Although historically the market caves after the Fed starts cutting because they always wait too long and rates take time to work their way into the econoomy.
Centillon Effect
the connected get the newly created money first, screwing the little guy
https://www.adamsmith.org/blog/the-cantillion-effect
The problem is that the feds have painted themselves into a corner with no escape. If they keep interest rates high, the cost of servicing the ballooning debt will crowd out almost all other spending. If they lower interest rates, inflation will rage again (unless they let the economy crash, which is politically untenable at the moment). One way or another, all of those trillions of dollars of unearned currency have to be pulled out of the system, and making borrowing easier again would be like fighting a forest fire by spraying it with gasoline.
I think where rates are now is the bare minimum of where they should be, even long term.
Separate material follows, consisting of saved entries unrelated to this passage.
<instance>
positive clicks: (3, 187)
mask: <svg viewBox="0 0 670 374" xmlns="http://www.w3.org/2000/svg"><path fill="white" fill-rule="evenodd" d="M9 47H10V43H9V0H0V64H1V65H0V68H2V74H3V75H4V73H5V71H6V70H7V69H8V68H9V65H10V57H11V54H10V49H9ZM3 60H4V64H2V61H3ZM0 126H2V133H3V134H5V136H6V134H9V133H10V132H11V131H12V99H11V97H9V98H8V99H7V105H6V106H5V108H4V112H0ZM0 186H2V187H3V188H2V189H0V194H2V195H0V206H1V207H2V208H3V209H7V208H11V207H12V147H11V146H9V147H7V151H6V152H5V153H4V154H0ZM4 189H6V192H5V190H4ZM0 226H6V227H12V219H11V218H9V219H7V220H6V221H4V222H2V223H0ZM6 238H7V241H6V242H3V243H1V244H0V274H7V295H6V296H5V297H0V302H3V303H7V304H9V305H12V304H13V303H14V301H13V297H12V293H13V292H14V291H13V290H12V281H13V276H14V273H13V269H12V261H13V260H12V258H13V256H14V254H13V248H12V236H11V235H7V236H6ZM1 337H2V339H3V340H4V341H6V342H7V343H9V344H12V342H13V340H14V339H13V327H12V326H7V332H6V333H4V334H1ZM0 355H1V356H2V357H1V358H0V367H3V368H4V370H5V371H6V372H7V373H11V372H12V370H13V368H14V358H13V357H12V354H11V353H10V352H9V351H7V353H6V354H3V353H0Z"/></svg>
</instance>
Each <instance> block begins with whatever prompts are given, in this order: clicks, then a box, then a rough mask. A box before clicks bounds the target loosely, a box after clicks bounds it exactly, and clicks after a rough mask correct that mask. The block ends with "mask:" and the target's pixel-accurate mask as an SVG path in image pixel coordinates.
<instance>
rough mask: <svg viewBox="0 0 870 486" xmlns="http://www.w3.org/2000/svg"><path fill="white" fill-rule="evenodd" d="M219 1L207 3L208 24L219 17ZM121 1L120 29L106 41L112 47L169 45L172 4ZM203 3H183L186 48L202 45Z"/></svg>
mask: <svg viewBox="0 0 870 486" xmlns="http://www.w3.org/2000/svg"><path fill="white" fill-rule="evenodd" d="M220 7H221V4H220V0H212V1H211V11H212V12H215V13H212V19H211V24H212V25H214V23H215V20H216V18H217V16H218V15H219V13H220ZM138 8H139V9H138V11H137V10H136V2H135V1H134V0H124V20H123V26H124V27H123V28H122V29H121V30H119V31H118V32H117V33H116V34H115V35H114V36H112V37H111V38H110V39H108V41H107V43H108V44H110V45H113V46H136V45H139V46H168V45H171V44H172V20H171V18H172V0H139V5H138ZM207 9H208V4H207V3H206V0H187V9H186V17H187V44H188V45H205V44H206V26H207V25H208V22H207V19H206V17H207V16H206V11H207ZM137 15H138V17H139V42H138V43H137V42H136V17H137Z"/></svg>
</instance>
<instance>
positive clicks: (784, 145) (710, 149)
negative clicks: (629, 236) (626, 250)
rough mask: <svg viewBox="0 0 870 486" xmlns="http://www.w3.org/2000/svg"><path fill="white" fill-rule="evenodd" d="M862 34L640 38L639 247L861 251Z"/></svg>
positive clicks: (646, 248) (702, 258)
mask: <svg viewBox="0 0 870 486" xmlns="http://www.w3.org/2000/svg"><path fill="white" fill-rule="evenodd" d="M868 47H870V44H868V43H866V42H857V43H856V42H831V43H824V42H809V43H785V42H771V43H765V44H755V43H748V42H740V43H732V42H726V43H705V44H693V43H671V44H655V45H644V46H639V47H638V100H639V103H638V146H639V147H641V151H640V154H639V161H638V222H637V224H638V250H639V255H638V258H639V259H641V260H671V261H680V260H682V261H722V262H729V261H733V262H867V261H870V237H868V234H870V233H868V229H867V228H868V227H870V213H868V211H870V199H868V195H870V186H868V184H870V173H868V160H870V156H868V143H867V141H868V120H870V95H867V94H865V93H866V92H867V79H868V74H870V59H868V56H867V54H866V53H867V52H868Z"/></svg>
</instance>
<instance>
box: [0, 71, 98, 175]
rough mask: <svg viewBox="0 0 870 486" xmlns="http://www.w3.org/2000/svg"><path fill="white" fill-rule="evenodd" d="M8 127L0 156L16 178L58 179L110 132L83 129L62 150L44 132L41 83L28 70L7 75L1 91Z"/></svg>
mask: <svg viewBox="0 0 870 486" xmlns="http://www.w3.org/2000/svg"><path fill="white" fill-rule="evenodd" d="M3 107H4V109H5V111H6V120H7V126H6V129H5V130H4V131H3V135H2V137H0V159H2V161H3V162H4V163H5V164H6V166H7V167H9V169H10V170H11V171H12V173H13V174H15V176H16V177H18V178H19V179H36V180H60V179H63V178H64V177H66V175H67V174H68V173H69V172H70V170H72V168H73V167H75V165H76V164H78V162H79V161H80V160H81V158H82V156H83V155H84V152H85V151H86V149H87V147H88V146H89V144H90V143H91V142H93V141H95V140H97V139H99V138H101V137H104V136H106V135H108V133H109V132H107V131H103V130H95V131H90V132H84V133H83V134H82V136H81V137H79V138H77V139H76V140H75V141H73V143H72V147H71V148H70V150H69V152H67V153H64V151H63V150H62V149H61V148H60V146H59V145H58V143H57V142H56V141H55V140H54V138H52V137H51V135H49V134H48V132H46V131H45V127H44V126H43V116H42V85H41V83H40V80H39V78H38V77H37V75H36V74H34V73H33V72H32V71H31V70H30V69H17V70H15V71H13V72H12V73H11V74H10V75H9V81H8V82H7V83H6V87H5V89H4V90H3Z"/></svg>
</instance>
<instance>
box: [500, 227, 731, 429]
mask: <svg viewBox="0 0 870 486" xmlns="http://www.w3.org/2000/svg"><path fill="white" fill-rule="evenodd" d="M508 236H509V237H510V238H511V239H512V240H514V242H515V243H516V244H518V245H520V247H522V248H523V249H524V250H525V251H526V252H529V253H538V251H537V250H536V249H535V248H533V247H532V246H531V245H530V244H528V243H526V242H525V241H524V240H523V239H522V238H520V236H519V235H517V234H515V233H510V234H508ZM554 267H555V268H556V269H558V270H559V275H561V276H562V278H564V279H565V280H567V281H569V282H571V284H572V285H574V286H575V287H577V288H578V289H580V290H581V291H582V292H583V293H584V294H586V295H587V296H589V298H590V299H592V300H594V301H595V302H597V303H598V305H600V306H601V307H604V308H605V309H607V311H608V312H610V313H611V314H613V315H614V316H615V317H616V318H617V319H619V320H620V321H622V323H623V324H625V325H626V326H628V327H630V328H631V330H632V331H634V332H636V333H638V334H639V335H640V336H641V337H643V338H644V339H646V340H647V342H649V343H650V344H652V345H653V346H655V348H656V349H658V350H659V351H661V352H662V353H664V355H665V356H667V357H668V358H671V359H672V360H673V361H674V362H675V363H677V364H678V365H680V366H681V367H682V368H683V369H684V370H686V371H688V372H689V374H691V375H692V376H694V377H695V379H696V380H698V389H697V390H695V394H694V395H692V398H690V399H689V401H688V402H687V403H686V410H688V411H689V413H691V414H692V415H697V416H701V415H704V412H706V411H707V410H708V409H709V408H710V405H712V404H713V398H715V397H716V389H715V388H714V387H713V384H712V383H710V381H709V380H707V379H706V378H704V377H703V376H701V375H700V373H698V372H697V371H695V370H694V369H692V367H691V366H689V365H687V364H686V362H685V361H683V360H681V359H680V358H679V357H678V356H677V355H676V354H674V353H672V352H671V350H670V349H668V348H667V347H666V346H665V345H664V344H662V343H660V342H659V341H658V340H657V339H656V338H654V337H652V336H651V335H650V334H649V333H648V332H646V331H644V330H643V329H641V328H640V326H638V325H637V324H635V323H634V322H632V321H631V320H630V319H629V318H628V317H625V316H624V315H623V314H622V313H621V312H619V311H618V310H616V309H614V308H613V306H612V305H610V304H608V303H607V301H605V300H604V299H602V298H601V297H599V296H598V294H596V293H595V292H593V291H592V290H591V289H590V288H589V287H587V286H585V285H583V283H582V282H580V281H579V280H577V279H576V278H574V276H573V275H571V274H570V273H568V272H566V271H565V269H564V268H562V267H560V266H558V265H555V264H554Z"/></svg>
They should really be even higher to put inflation back to the low levels where it belongs. And the benefits of higher rates (to responsible people who don’t live on credit) are more stable buying power and the ability to make a decent return on your money without having to gamble it in the stock market. Almost all of our financial problems trace directly to the debt-dependent economy we’ve fashioned, from the individual to the federal level. Thinking that the negative consequences of that foolishness are “transitory” and that we can now go right back to the policies that got us into this mess is idiotic.
People are going to have to reorient to a more traditional economic model in which people save their pennies, borrow very little, and delay gratification until they can afford something. If they can do that, they may be shocked at how wonderful it will be to not be in a constant race to get enough ROI on your money before ravenous inflation devours its buying power, and to be able to do so simply by depositing money in an interest-bearing account instead of betting it all on red in the market casino.